Tuesday, January 30, 2007

Obama blasts Bush on Katrina aid, silent on area's corruption heritage

Democratic presidential candidate Sen. Barack Obama ripped President Bush yesterday over the federal government's slow response in the rebuilding of the gulf coast areas damaged by Katrina, saying "There is not a sense of urgency out of this White House and this administration."

Perhaps.

But what is really slowing federal aid to Louisiana and Mississippi is the Stafford Act, a bill, that among other things, puts up fraud safeguards in federal reconstruction projects.

From a Wall Street Journal article reprinted in the Biloxi Sun-Herald:

According to the White House, the federal government has provided $110 billion for the Gulf Coast region. But nowhere near that amount of actual cash has been made available. The total is spread over five states and covers damage done by three separate storms. Some of it consists of loans. A chunk comes from government insurance payouts that ultimately derived from premiums paid by homeowners themselves.

More...

Under the Stafford Act, rebuilding funds must be accompanied by a 10 percent match from local governments, on the theory that localities won't misspend if their money is also on the line. Similarly, FEMA will cover only 75 percent of a project's cost until the job is complete.

The Stafford Act rules were loosened after 9/11 and Hurricane Andrew, but not for Katrina. Why is that?

More from the same article:

The region's reputation for corruption is one reason why. Influence peddling on the coast has a long history, from 1930s Louisiana Gov. Huey Long to Edwin Edwards, a three-term governor currently serving a 10-year prison sentence. Recently, Mississippi was named the most corrupt state in the nation by Corporate Crime Reporter, a Washington, D.C., publication.

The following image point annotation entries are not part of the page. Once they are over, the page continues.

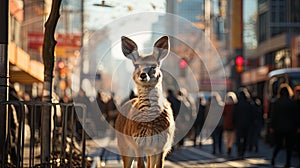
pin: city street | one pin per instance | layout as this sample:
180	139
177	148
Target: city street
190	156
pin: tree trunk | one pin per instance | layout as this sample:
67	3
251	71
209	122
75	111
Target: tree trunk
48	58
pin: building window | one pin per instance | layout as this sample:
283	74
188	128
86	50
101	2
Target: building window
262	27
283	59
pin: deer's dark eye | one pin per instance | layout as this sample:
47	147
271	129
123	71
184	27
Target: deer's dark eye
152	68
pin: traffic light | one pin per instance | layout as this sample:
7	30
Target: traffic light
182	66
239	63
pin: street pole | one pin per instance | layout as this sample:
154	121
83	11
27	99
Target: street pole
4	81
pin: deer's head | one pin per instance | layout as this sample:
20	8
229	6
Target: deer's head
147	68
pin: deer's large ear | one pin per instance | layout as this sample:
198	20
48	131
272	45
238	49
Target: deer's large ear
129	48
161	48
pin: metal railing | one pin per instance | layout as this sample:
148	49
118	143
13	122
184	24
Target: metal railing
22	147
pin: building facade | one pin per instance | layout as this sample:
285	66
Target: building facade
278	22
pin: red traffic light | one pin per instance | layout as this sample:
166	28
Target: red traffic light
182	63
61	65
239	61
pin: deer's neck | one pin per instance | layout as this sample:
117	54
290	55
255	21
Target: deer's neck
150	98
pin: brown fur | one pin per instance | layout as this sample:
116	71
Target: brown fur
145	125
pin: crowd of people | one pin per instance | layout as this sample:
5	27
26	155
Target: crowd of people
243	119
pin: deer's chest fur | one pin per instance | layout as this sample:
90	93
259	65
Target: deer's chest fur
151	125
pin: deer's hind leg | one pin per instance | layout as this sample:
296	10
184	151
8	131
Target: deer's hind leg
157	161
127	161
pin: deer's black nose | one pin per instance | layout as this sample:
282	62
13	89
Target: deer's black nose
143	75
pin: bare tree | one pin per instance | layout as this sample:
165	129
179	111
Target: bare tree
49	59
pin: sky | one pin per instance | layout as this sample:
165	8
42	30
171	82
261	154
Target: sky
100	16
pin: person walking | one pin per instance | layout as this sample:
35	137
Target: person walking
242	119
255	129
198	124
228	126
284	123
217	134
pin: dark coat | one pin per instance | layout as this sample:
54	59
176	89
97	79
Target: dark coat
243	115
284	115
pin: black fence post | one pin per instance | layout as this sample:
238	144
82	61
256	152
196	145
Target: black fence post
3	77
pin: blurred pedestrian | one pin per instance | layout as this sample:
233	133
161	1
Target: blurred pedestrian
228	126
198	124
187	106
297	99
217	134
101	104
254	132
243	117
81	99
284	123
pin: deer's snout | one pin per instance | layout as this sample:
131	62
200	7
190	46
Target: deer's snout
143	76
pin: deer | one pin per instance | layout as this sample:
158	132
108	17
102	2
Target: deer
145	125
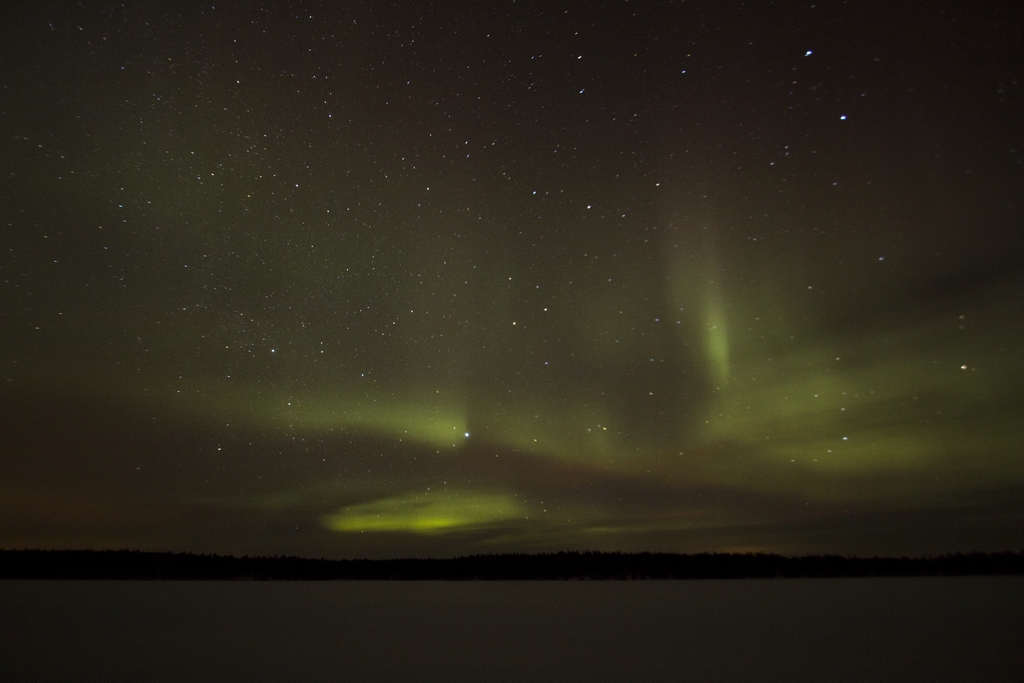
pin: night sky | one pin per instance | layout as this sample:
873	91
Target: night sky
431	279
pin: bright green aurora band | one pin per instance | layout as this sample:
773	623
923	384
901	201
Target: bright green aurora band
559	290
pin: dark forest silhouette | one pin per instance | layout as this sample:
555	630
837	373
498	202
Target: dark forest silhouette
125	564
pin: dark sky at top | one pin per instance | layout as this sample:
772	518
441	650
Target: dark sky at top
373	279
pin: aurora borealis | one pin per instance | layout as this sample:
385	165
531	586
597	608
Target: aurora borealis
389	280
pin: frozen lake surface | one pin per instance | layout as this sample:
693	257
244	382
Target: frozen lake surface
939	629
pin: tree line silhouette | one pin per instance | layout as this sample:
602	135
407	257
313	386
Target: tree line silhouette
126	564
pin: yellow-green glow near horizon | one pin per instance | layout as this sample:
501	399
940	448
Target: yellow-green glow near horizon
264	290
426	513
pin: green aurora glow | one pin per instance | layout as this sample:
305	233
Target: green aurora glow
331	301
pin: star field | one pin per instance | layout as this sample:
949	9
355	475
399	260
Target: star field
387	280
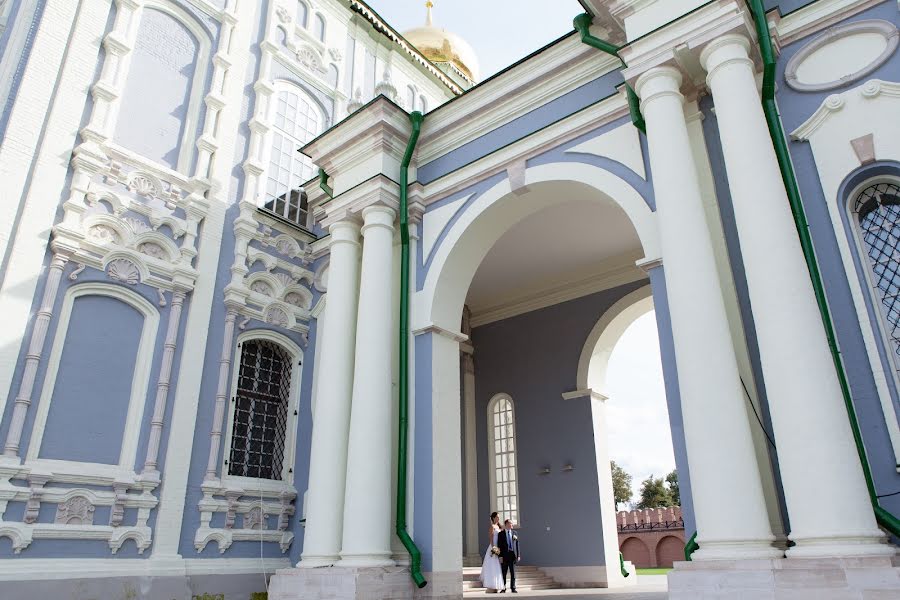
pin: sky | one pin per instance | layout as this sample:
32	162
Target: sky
501	31
640	440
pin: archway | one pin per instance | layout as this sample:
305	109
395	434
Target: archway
447	275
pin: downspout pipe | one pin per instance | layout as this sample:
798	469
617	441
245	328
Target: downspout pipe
582	25
885	519
415	556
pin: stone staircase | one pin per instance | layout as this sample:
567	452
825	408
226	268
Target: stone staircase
527	579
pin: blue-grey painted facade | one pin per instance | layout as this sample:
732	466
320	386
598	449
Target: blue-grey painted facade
796	108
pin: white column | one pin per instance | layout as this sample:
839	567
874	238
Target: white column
824	488
724	472
328	455
367	507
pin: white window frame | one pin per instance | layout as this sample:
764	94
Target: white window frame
140	383
881	324
288	470
284	86
492	457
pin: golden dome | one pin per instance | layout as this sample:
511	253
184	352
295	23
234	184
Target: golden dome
441	46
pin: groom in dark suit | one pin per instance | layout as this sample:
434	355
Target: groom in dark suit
508	543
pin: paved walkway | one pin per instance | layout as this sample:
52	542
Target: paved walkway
649	587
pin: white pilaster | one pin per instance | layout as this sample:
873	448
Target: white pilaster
328	454
717	431
828	506
367	505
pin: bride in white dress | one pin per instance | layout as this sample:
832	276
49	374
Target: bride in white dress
491	573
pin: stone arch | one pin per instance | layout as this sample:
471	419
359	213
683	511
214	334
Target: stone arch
467	241
438	306
636	552
595	355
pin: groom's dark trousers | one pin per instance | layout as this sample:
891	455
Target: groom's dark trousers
509	554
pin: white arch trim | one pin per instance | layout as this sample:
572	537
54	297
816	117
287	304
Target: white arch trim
469	239
597	350
139	382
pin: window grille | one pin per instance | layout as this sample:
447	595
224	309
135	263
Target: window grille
296	122
878	210
260	411
503	439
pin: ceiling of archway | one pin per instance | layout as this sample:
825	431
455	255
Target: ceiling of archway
565	246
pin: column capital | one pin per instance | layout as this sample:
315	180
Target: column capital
659	82
728	49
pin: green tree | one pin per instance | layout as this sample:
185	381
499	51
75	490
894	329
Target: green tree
621	483
674	492
654	493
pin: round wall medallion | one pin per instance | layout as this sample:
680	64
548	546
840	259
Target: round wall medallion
841	55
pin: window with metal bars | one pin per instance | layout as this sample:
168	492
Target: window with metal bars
261	402
296	121
877	208
505	480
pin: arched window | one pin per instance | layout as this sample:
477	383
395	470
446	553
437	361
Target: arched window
319	27
261	410
877	208
302	13
502	449
296	120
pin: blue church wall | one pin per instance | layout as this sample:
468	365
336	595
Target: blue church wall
729	228
796	108
101	346
521	127
673	393
557	508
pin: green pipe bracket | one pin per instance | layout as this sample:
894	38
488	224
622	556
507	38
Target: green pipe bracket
582	24
691	547
885	519
415	556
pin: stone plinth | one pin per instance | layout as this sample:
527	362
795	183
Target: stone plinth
363	583
871	578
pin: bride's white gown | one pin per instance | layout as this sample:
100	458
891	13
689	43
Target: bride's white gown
491	573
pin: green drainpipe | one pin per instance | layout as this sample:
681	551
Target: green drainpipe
622	568
323	183
691	547
885	519
582	25
414	555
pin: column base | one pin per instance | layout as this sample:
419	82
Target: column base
344	583
737	550
360	561
794	578
316	561
867	544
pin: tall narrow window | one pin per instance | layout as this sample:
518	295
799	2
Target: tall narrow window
302	13
261	404
877	208
296	121
502	446
319	27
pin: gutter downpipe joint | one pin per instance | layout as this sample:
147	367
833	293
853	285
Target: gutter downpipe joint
415	555
885	519
582	24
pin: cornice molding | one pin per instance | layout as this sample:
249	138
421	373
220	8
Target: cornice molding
556	71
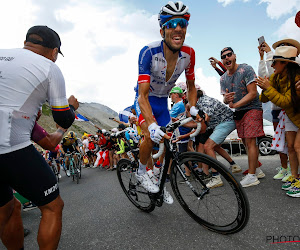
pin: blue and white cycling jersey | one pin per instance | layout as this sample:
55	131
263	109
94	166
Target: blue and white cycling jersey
153	67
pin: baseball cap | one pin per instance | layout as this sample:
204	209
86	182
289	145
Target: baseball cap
50	37
176	90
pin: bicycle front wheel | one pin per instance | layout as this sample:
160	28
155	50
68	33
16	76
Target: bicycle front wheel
224	209
130	185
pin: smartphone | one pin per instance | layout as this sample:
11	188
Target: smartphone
261	40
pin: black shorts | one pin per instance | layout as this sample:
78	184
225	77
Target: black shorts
202	138
27	172
70	148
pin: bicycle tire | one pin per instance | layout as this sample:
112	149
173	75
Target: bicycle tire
138	196
55	171
230	198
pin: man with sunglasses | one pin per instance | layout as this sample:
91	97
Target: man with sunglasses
160	65
239	90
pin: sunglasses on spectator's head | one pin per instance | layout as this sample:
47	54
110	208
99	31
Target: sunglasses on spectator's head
228	54
174	22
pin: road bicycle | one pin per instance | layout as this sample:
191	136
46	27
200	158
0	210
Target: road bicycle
224	209
53	164
74	167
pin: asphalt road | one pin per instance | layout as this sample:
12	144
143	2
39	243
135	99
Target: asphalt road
97	215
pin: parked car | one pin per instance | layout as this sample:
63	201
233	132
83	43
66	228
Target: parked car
234	143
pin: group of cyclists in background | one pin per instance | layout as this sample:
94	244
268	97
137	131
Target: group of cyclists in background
34	78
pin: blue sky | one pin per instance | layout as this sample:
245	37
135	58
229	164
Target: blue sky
101	39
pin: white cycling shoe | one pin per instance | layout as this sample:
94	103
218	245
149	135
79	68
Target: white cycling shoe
146	183
167	197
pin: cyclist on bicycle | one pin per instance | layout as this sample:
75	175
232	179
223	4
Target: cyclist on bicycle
53	155
69	145
160	65
29	77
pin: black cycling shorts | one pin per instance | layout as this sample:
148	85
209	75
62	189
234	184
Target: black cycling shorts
69	149
27	172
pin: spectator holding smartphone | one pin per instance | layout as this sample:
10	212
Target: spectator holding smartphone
266	70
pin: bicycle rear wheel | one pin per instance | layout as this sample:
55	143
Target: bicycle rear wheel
130	185
224	209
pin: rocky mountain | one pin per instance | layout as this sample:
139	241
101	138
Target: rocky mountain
97	114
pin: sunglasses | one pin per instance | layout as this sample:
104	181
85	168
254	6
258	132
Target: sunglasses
273	62
174	22
228	54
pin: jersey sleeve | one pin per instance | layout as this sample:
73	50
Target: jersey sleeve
38	133
145	58
57	91
190	70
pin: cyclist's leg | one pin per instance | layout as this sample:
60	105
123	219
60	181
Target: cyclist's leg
51	224
37	182
11	226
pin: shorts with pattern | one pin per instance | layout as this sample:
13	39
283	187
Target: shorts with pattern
251	125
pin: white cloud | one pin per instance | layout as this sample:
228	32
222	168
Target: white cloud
227	2
289	29
101	52
210	84
100	43
278	8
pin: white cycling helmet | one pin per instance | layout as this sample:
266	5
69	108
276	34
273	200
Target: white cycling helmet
173	9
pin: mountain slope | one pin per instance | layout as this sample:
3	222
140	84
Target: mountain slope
98	115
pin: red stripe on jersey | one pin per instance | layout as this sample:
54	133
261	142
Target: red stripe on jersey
143	78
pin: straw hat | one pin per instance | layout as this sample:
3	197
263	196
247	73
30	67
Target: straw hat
290	41
285	53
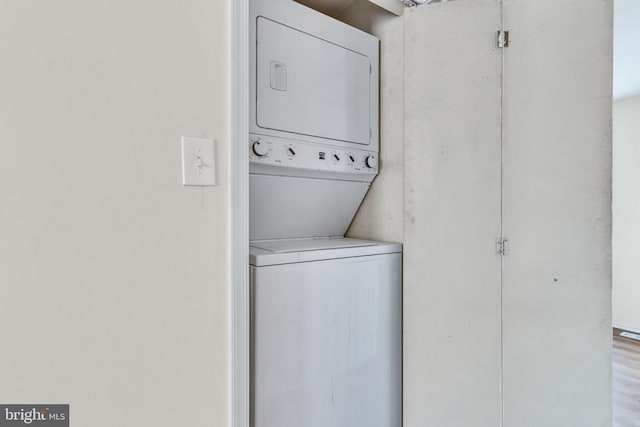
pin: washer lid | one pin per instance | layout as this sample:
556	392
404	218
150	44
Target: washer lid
281	251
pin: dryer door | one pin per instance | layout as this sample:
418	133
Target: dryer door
309	86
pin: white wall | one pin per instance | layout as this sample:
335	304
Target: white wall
626	213
452	215
557	213
380	216
112	275
522	341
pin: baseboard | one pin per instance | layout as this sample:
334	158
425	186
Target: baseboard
622	327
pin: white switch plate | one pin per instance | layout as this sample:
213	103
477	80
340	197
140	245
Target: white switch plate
198	161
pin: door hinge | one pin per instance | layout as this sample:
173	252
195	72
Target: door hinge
503	39
501	246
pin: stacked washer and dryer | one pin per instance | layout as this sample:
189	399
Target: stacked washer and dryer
326	334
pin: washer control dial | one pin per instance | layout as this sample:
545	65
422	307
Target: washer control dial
371	161
260	148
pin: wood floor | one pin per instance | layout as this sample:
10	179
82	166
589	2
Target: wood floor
626	382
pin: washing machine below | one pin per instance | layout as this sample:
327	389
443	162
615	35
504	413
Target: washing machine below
326	333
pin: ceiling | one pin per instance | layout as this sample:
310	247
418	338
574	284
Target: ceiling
626	49
328	7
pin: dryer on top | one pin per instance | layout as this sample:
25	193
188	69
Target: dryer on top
313	79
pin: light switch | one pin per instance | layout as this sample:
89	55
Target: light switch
198	161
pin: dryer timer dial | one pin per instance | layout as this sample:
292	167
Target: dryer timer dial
371	162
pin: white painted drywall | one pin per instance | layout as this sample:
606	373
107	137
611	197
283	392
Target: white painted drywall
626	213
557	213
452	215
112	275
626	69
380	216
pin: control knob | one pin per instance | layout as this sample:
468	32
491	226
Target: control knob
371	162
260	148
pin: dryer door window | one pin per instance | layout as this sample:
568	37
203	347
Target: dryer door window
309	86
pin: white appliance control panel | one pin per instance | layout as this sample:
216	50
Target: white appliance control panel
275	156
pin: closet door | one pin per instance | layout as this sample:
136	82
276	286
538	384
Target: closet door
452	215
557	213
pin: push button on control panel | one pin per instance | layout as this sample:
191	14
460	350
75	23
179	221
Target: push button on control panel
260	148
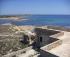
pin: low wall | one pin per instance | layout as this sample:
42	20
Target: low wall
58	35
52	45
17	52
58	28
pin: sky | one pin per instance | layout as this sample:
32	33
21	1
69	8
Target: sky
9	7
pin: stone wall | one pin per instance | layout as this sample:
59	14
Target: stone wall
58	28
52	45
18	52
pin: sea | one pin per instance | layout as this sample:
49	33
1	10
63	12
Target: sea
40	20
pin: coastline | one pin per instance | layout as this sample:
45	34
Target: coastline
16	19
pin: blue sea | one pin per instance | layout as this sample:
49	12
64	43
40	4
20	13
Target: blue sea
39	20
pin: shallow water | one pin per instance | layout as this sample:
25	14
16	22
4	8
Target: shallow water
60	20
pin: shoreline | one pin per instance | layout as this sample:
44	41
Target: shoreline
16	19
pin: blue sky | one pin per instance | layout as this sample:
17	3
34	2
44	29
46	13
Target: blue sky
34	7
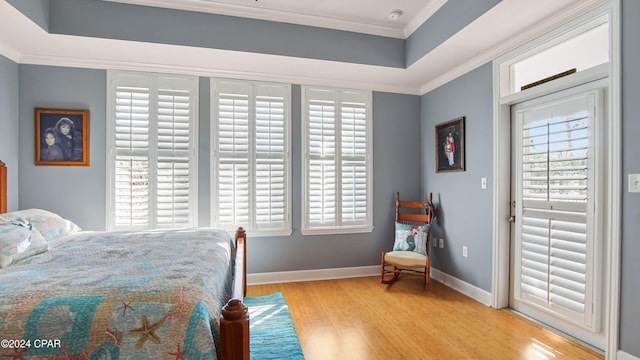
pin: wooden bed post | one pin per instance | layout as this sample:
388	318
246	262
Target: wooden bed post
3	187
234	324
234	331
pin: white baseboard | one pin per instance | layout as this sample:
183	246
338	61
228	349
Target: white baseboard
312	275
471	291
621	355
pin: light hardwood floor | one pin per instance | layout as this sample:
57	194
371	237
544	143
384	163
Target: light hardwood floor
363	319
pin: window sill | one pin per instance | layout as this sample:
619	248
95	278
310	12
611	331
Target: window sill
335	231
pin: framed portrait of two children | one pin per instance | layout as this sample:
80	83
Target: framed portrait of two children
61	137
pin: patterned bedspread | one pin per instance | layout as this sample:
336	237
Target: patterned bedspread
117	295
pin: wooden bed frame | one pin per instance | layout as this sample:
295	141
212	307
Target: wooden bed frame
234	324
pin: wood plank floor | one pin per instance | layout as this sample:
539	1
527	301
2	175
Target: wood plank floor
363	319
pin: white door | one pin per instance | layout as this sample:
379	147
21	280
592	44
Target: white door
556	256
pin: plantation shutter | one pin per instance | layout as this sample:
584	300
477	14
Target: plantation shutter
251	156
132	192
174	141
336	145
233	160
556	240
354	162
151	136
322	169
271	200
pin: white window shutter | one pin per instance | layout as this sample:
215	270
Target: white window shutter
173	169
321	164
232	159
270	171
556	186
152	138
354	163
251	156
131	128
337	167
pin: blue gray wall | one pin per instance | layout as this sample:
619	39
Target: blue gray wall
452	17
74	192
9	127
131	22
464	214
630	293
78	193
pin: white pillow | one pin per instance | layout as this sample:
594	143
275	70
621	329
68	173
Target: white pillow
50	225
19	240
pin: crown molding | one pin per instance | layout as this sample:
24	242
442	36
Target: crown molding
108	64
422	17
520	39
9	52
237	10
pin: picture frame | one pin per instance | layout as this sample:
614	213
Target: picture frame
450	146
61	137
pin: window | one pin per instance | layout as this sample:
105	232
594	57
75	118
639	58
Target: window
251	158
583	48
152	158
337	153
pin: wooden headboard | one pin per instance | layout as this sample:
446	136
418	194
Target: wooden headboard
3	187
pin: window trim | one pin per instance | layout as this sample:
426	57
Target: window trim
287	230
305	227
112	76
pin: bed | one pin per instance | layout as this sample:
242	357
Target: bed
162	294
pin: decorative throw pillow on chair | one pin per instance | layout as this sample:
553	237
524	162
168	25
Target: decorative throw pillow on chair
411	238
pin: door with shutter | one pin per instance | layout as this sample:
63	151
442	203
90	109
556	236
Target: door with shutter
556	262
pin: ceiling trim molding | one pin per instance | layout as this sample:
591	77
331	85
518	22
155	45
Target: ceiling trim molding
245	11
522	38
422	17
105	64
9	52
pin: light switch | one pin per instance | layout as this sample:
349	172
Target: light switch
634	182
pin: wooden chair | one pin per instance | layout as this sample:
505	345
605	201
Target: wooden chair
411	248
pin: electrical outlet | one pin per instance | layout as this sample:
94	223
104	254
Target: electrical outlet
634	182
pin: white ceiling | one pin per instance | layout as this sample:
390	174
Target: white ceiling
507	25
366	16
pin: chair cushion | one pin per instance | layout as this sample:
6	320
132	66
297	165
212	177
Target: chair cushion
411	238
410	259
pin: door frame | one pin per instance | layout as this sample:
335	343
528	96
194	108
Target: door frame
612	166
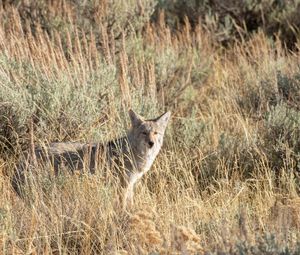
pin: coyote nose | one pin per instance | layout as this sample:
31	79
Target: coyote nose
151	144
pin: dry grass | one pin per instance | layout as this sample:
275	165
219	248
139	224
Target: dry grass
226	179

(My note: What about Illinois?)

"The question is not whether Congress should provide for those in need, but whether state and local officials who have been derelict in their duty should be trusted with that money," Rep. Tom Tancredo, a Colorado Republican, wrote in a 2005 letter to then-House Speaker Dennis Hastert. "Their record during Hurricane Katrina and the long history of public corruption in Louisiana convinces me that that they should not."

The same article compares two bridges destroyed by Hurricane Katrina in Bay St. Louis, Mississippi. One, owned by a railroad, was rebuilt in six months. The other, property of the federal government, is nothing more than concrete pilings.

Certainly the current rebuilding plan isn't working. But Senator Obama can't turn a blind eye to the area's history of corruption when suggesting a change of course.

Corruption isn't something Obama talked about yesterday.